Ensuring there are plenty of healthy micro-organisms within the soil will be important for growing the most nutrient-packed apothecary.

Before planting, choose an area of your garden and dig it over as much as you can, removing any stones or weeds which will compete for nutrients. Then add in plenty of organic matter; things like farmyard manure, leaf mould, or even bags of soil conditioner from your local garden centre.


Ensuring the you crop the plants regularly is essential; otherwise they can get a little leggy.

Some people like to plant a herb wheel around a central focal point such as a sundial or a birdbath. Like spokes coming out, you can create a circular patch, with each section growing a different variety. Garlic in one compartment next to lavender, then feverfew, and so it goes on around the circle.

The one thing you should really do is position a seating area, such as an arbour with a bench where you can sit and relax, in your garden.


When planting thirsty trees, sink a small upturned

pot right next to the trunk to fill with water that

will seep down to help keep the soil moist.

Being outside, enjoying the fresh air and peacefulness and simply spending time with nature is as important for your health as well as the plants.

Happy gardening everyone!

Reader questions

My lawn is looking dry – what should I do?

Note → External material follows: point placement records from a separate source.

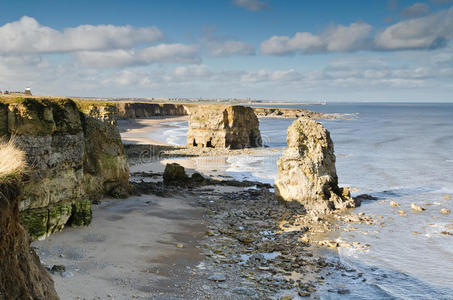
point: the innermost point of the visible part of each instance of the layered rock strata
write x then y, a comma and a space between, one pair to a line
21, 274
219, 126
75, 155
306, 170
128, 110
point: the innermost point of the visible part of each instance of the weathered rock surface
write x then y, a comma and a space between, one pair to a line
219, 126
306, 170
75, 154
145, 110
21, 274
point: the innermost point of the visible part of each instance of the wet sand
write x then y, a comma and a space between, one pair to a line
139, 131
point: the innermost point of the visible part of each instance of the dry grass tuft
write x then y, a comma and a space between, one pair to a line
12, 161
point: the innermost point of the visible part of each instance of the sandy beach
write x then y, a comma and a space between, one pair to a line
140, 131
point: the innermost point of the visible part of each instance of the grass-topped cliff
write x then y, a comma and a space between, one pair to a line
21, 273
75, 155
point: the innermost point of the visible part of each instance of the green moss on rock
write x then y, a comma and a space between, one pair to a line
81, 213
35, 221
59, 215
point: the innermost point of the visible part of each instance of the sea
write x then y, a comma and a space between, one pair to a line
400, 152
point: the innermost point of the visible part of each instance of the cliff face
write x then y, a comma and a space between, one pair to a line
21, 273
306, 170
220, 126
273, 112
75, 157
146, 110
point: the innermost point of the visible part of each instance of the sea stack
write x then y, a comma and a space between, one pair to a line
306, 170
220, 126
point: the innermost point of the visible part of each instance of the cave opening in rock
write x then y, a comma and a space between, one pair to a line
209, 144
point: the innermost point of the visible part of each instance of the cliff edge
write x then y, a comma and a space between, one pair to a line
306, 170
21, 274
75, 154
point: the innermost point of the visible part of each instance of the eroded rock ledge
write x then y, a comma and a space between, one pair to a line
75, 154
21, 274
219, 126
306, 170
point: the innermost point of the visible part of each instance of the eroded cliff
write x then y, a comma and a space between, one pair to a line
307, 172
21, 274
75, 154
220, 126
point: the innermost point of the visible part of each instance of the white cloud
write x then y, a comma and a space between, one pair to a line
230, 48
335, 39
430, 32
27, 36
164, 53
252, 5
416, 10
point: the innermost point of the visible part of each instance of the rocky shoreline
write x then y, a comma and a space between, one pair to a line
255, 246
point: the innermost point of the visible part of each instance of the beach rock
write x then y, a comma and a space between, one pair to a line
21, 274
217, 277
220, 126
417, 208
174, 173
394, 204
306, 170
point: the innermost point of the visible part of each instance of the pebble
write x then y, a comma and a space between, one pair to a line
67, 274
445, 211
402, 213
243, 291
417, 207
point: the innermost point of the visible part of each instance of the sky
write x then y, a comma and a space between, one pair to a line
291, 50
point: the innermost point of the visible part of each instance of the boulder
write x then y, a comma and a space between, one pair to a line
174, 173
306, 170
220, 126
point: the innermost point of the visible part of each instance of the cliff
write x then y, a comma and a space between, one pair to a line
306, 170
75, 154
220, 126
21, 274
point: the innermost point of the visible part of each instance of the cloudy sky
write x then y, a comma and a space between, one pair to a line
350, 50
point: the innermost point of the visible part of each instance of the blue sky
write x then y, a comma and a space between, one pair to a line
276, 50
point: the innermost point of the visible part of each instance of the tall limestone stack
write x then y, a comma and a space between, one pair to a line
306, 170
75, 155
220, 126
21, 274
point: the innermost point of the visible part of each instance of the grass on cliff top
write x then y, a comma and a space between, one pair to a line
17, 98
12, 161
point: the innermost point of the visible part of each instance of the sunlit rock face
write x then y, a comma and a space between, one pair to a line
306, 170
219, 126
75, 156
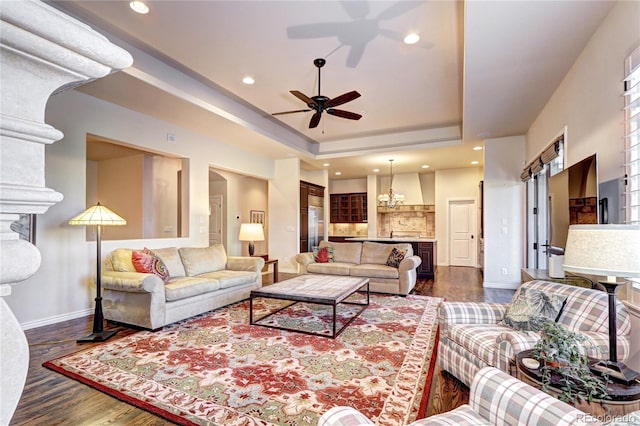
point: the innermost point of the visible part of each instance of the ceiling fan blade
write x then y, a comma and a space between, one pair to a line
304, 98
290, 112
342, 99
315, 120
344, 114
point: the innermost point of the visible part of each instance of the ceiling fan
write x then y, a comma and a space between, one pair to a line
320, 103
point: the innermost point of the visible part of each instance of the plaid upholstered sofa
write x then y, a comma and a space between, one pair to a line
495, 399
472, 335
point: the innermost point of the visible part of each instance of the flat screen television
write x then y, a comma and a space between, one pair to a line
573, 199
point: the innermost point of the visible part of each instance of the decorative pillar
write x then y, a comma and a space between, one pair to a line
42, 50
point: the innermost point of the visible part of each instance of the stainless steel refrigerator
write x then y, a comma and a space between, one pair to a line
316, 221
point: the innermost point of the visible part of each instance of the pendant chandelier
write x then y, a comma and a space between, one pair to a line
390, 200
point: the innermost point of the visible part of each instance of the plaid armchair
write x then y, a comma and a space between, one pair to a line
495, 399
472, 337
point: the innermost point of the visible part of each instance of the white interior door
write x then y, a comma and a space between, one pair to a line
462, 233
215, 220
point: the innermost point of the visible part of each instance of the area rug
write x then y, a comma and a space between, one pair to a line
216, 369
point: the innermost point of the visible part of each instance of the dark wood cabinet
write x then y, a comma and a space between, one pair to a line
348, 208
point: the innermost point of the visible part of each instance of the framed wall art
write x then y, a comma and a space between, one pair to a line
256, 216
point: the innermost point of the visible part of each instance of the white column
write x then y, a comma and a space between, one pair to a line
42, 50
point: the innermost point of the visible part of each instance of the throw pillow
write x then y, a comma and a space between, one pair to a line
395, 257
323, 254
147, 262
531, 308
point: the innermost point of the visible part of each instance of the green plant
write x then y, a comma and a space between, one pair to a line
560, 352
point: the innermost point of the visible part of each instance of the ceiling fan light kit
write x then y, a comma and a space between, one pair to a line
321, 104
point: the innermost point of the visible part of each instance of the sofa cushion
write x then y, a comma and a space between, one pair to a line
375, 271
331, 268
585, 309
378, 253
344, 252
121, 260
395, 257
531, 308
183, 287
200, 260
228, 278
172, 261
478, 339
323, 254
147, 262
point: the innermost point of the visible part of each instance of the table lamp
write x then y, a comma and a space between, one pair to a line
251, 232
99, 216
612, 251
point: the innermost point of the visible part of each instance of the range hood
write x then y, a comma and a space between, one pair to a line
407, 184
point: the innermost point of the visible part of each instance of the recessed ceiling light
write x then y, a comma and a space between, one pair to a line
411, 38
139, 7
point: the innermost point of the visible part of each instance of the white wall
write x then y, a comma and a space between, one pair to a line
450, 184
503, 212
284, 220
428, 184
589, 102
589, 99
64, 281
347, 186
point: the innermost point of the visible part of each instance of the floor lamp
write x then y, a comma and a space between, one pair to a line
251, 232
612, 251
99, 216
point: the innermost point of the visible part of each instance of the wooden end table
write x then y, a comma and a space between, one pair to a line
624, 399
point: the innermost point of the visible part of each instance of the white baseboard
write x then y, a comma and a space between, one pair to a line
502, 286
56, 319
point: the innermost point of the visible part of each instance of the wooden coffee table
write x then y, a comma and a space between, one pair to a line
327, 290
624, 398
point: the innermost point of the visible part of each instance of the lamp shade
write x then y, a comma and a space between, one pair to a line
611, 250
98, 215
251, 232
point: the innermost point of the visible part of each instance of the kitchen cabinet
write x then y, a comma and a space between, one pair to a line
348, 208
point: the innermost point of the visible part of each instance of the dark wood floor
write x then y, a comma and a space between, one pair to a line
52, 399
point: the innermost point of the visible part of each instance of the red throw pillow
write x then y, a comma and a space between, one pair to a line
323, 255
147, 262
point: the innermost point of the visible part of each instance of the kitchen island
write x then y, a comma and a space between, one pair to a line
426, 248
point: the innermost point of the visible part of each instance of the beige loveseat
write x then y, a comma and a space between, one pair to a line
200, 279
367, 259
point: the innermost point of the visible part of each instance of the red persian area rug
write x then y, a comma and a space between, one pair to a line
216, 369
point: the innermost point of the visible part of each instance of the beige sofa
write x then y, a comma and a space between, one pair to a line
200, 279
367, 259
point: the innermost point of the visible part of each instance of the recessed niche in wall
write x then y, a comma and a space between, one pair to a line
145, 188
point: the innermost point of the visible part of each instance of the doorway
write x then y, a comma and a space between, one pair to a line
462, 232
215, 220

First do not cut your lawn short, let the blades of grass grow up to help it hold moisture (use your highest setting on the mower). Water the lawn if possible first thing in the morning or last thing at night to reduce evaporation. But grass is very hardy and even if it goes yellow, it’ll soon come green again when the rain returns.

I notice a build up of slug slime on my patio what should I do?

fresh radishes

It’s a good idea to get rid of it because the slime trails indicate to other slugs that there is good eating there and so it will encourage others to feast on your plants. If you are not careful, the patio it will end up looking like the rail lines going into Waterloo station. So mix some vinegar with water and brush it away with a stiff brush.